Sabtu, 20 Agustus 2011

Pak AK Djaelani, Pak Kastanto, Dalam Kenangan 2011

Oleh : Bambang Haryanto
Email : trahkastanto (at) hotmail.com


Radit, anak tampan itu, kini tak lagi bisa pergi ke Jumatan bersama eyangnya. Tetapi ia nampak tabah ketika mengantar eyangnya, Drs Abdul Kadir Djaelani, dimakamkan di siang hari terik bulan Agustus, di Pemakaman Umum Kajen, Wonogiri.

Sebenarnya tidak hanya Radit (foto) yang merasa kehilangan eyang tercintanya. Melihat jajaran karangan bunga yang menyertai upacara pemakaman yang dipimpin oleh Bapak Slamet Sadono, sebenarnya Wonogiri telah kehilangan pendidik, tokoh budaya dan tokoh masyarakat yang dikenal luas dan menjadi rujukan pertanyaan hal-ihwal kebudayaan, khususnya kebudayaa Jawa.
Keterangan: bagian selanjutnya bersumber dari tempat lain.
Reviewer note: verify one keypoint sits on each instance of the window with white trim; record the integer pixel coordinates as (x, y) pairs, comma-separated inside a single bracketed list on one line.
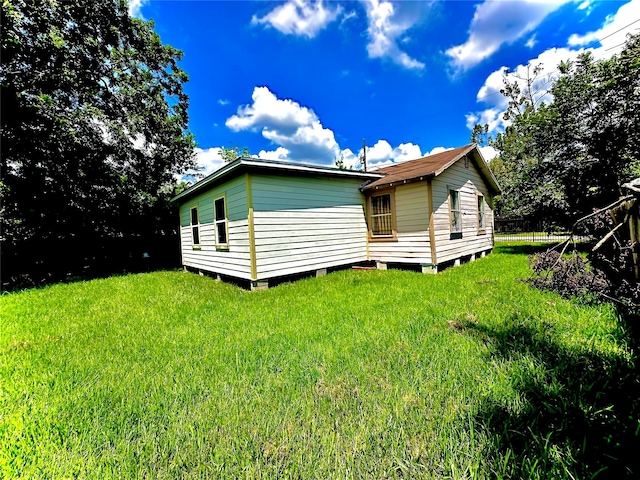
[(220, 220), (481, 225), (195, 227), (455, 218), (382, 223)]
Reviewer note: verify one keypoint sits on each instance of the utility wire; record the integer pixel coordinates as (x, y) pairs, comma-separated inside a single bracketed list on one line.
[(556, 71)]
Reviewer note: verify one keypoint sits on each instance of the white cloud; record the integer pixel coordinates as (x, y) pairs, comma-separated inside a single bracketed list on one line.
[(385, 29), (435, 150), (299, 17), (381, 154), (488, 152), (531, 42), (587, 5), (299, 136), (208, 160), (613, 32), (279, 153), (287, 124), (496, 23), (135, 8)]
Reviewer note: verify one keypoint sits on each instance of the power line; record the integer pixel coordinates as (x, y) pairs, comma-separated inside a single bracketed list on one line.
[(604, 38), (556, 71)]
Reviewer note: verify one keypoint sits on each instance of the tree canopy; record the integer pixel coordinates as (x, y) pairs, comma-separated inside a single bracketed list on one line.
[(94, 128), (558, 161)]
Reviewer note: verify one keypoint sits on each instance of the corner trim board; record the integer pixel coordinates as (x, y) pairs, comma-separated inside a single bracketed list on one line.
[(252, 232), (432, 235)]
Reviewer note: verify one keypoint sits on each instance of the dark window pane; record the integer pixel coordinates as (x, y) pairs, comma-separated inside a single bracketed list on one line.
[(222, 232), (455, 203), (220, 213)]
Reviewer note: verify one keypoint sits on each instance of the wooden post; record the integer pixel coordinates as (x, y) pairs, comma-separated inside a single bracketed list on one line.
[(634, 233)]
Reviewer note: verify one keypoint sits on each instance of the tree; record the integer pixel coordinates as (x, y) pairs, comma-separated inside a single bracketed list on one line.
[(94, 132), (559, 161)]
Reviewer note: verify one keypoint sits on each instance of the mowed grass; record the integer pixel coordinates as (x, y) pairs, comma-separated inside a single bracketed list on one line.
[(360, 374)]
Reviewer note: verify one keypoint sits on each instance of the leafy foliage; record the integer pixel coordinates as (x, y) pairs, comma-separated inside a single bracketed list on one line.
[(94, 122), (607, 271), (561, 160)]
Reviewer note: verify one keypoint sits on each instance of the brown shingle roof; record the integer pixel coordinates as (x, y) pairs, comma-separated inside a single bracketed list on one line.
[(429, 166)]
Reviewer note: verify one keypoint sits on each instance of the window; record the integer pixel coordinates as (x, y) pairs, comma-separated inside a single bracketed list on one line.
[(220, 212), (480, 212), (454, 211), (381, 216), (195, 227)]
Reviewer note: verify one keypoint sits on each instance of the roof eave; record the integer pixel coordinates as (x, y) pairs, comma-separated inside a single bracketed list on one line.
[(274, 166)]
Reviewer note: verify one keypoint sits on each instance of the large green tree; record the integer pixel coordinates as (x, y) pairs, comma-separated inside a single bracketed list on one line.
[(559, 161), (94, 131)]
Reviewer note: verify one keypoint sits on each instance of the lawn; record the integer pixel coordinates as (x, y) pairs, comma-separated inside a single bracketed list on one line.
[(359, 374)]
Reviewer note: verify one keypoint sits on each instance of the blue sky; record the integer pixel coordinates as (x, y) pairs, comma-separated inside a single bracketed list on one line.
[(307, 81)]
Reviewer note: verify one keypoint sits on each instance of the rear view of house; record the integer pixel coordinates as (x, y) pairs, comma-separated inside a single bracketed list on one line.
[(258, 220), (433, 210)]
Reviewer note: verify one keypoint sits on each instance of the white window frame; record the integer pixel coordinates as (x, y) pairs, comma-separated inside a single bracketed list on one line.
[(195, 227), (221, 222), (387, 237), (481, 213), (455, 212)]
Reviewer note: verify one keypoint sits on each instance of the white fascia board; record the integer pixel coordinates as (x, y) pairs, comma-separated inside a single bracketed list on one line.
[(275, 166)]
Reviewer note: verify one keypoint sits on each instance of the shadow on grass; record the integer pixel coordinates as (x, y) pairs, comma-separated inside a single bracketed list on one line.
[(580, 416)]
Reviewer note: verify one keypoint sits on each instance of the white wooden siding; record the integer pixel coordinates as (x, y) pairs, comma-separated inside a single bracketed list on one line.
[(467, 181), (412, 222), (295, 241), (236, 262)]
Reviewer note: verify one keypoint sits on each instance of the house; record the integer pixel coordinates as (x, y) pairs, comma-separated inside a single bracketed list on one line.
[(258, 220)]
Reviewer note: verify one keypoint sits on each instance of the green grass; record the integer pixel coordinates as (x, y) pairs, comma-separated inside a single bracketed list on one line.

Ada karangan bunga dari Danar Rahmanto, Bupati Wonogiri. Paguyuban Permadani Pusat (Semarang) dan Wonogiri. Politisi Partai Golkar sampai BKK Wonogiri. Ketika jenazah diberangkatkan dari rumah duka Kajen Rt 1/RW X, nampak pelbagai unsur masyarakat Wonogiri hadir di sana.

“Sifat kebapakan merupakan sifat yang menonjol dari beliau.” Demikian tukas spontan dari Suliyanto, S.Pd, guru SMP Negeri 1 Wonogiri dan kawan seperjuangan beliau dalam organisasi Permadani. “Organisasi ini kan terdiri dari pelbagai macam orang dan karakter. Nah, Pak Djaelani yang ngrakani, merengkuh semua unsur itu untuk menjadi padu.”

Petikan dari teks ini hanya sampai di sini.